Frente a esta ofensiva simbólica, ¿qué futuro les espera a las instituciones tradicionales? La elección de un nuevo pontífice, León XIV, y su posterior aparición pública bendiciendo un evento masivo como el Giro de Italia, nos ofrece una pista sobre los caminos posibles. Este acto puede interpretarse de dos maneras. Por un lado, como un intento de la Iglesia de reafirmar su normalidad y su autoridad legítima, ignorando la provocación y continuando con sus rituales. Es una estrategia de resiliencia, que apuesta a que la solidez de la tradición prevalecerá sobre la volatilidad del espectáculo digital.

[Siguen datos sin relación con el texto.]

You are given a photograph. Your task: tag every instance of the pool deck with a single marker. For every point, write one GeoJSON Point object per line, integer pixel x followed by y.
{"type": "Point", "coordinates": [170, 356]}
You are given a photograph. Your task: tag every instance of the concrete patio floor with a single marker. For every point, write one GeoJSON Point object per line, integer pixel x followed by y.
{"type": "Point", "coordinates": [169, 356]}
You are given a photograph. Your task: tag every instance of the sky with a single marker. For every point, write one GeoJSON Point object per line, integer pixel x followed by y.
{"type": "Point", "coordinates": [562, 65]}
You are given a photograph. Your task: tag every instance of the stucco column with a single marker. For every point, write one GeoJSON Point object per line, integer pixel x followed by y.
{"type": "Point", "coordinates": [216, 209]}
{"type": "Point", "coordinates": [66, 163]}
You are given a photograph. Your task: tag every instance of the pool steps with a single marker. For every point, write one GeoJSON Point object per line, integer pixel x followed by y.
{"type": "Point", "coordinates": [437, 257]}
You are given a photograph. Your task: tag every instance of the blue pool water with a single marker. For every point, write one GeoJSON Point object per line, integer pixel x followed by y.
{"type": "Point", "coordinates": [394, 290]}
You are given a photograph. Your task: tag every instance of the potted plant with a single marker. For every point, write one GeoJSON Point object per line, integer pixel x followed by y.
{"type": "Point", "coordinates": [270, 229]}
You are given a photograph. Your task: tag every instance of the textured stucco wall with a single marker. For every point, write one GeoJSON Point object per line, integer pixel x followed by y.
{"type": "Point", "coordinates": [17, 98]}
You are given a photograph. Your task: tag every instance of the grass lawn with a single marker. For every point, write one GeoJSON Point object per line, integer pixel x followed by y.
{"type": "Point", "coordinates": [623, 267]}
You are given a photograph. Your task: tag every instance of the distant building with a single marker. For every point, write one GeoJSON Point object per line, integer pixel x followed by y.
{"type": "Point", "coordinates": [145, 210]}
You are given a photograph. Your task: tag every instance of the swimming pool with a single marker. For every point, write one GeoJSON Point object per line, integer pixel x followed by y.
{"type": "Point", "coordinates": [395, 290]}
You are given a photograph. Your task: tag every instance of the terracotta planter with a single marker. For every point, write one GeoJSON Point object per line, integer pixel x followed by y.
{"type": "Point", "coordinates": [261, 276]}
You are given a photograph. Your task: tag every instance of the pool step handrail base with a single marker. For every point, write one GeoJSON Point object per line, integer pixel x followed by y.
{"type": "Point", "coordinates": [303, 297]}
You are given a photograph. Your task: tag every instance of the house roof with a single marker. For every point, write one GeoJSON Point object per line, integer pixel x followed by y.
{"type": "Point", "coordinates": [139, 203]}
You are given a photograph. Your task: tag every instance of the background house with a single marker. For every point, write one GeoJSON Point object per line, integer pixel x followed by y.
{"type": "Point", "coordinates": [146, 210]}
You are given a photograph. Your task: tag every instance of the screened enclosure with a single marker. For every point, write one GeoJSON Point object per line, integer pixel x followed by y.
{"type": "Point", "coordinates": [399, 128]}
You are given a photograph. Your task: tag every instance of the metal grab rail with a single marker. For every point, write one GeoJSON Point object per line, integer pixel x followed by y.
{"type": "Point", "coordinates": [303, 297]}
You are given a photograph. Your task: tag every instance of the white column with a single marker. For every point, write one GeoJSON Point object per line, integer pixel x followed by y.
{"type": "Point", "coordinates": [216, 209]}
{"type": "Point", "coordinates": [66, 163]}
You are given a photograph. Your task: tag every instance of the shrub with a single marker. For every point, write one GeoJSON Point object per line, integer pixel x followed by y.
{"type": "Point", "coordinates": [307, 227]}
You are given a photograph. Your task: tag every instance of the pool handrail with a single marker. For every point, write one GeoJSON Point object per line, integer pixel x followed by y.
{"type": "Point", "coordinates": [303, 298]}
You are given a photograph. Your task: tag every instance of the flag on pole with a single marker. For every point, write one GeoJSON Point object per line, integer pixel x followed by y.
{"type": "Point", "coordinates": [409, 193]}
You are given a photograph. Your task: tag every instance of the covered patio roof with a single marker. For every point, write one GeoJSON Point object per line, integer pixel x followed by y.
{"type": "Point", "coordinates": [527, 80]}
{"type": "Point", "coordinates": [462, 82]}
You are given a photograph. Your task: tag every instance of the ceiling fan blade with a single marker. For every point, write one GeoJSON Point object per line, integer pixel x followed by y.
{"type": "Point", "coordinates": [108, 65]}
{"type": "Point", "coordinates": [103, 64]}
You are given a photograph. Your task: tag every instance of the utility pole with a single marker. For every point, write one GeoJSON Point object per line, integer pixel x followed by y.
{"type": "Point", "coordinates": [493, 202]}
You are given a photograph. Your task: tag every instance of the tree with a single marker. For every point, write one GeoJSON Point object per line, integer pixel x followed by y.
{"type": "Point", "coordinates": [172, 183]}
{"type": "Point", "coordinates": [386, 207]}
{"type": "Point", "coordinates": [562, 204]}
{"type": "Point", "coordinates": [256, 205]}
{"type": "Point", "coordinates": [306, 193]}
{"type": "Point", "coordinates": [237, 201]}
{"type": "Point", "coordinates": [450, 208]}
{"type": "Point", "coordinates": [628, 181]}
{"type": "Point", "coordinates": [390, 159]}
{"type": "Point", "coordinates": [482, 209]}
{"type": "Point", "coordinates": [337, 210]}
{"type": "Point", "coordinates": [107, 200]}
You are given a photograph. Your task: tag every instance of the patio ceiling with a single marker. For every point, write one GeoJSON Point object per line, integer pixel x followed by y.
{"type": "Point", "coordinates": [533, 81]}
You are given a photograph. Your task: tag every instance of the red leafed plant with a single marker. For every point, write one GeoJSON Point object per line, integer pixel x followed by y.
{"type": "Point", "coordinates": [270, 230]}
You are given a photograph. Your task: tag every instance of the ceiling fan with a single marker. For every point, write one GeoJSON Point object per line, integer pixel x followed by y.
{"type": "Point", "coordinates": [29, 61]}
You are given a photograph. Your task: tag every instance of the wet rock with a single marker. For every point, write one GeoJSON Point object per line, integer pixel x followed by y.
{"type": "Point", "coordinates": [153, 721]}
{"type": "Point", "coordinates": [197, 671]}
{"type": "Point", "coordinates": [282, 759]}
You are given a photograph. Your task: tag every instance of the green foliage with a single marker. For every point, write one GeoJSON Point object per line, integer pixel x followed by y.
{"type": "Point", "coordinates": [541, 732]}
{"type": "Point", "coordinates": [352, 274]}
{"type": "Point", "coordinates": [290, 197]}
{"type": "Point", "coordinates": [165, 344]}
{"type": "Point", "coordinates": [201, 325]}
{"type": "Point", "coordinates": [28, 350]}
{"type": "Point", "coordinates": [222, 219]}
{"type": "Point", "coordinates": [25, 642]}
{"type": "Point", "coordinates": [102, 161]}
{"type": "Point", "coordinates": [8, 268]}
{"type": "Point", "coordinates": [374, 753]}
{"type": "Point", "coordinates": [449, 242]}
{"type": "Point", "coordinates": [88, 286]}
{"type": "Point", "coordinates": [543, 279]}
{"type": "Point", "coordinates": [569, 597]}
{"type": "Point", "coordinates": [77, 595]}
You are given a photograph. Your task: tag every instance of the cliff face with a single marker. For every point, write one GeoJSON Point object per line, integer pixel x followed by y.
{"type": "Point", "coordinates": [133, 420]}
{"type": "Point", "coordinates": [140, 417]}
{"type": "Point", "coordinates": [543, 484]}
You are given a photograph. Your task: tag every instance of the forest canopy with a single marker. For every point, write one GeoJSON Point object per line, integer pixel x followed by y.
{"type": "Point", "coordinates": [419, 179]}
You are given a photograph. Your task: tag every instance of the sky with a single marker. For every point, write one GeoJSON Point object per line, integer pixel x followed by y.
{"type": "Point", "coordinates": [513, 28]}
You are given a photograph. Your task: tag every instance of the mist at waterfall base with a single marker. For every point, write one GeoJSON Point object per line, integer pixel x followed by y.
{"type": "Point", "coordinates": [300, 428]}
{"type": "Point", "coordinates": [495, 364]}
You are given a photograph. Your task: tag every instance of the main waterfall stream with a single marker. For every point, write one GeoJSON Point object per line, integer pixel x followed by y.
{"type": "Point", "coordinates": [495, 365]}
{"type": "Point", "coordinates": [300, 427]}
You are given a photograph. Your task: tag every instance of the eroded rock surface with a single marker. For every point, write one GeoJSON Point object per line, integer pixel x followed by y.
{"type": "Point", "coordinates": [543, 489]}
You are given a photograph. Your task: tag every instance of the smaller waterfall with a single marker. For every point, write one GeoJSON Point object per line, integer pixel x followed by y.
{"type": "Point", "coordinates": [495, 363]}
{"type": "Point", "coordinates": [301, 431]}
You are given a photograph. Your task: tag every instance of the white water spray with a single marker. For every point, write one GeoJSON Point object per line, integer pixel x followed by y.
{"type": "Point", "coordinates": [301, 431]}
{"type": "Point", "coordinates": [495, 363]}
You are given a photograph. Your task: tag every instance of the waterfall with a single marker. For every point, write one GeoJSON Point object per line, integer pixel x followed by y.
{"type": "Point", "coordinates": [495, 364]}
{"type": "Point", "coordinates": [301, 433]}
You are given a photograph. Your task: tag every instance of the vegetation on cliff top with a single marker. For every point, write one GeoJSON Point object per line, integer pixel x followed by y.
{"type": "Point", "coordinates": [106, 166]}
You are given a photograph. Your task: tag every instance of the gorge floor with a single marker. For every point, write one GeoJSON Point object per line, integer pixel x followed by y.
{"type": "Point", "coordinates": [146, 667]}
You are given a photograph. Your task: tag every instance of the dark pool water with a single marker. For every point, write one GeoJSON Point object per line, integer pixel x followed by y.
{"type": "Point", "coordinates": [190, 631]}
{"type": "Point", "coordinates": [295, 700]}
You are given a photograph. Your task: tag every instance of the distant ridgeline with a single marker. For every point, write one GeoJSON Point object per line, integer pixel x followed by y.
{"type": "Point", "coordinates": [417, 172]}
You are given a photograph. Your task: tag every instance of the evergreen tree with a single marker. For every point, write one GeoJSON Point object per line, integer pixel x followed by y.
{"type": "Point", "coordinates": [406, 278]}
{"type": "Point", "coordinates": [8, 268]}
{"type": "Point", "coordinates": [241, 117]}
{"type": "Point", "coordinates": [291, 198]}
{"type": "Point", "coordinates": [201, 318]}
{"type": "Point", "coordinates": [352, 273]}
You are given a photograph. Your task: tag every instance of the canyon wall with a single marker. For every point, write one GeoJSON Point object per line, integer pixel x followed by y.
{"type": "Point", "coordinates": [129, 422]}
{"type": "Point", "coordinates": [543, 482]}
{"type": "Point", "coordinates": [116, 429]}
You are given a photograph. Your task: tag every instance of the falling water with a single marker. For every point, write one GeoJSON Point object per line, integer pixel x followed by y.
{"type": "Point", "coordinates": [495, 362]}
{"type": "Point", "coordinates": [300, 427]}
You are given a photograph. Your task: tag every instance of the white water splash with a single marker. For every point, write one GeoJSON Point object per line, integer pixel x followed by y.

Sin embargo, también podría señalar una adaptación estratégica. Al participar activamente en un evento mediático y popular, el nuevo Papa no solo ejerce su rol pastoral, sino que compite en el mismo terreno del espectáculo. Este es el dilema central para todas las instituciones de la era post-verdad: ¿se retiran a sus bastiones de pureza, arriesgándose a la irrelevancia, o se adaptan a las nuevas reglas del juego, arriesgándose a banalizar su propio mensaje? Un futuro podría mostrarnos a instituciones religiosas, académicas y judiciales intentando volverse más "virales" y "cercanas", adoptando las herramientas de sus detractores para sobrevivir. Esta carrera por la atención podría llevar a una inflación simbólica, donde todos los actores gritan en un mercado de significados cada vez más saturado y devaluado, dejando al ciudadano sin un ancla de autoridad confiable.
El episodio del "Papa Trump" no será recordado como el momento en que un político quiso ser pontífice, sino como el instante en que se hizo visible y explícito un cambio de paradigma. La soberanía se está desplazando hacia quienes mejor entienden que en la era digital, el poder no es solo la capacidad de gobernar, sino la habilidad de crear y controlar realidades. La pregunta que queda abierta es qué tipo de mundo emerge cuando los símbolos más sagrados se convierten en armas de una guerra cultural y la fe se convierte en la principal moneda de cambio del poder político.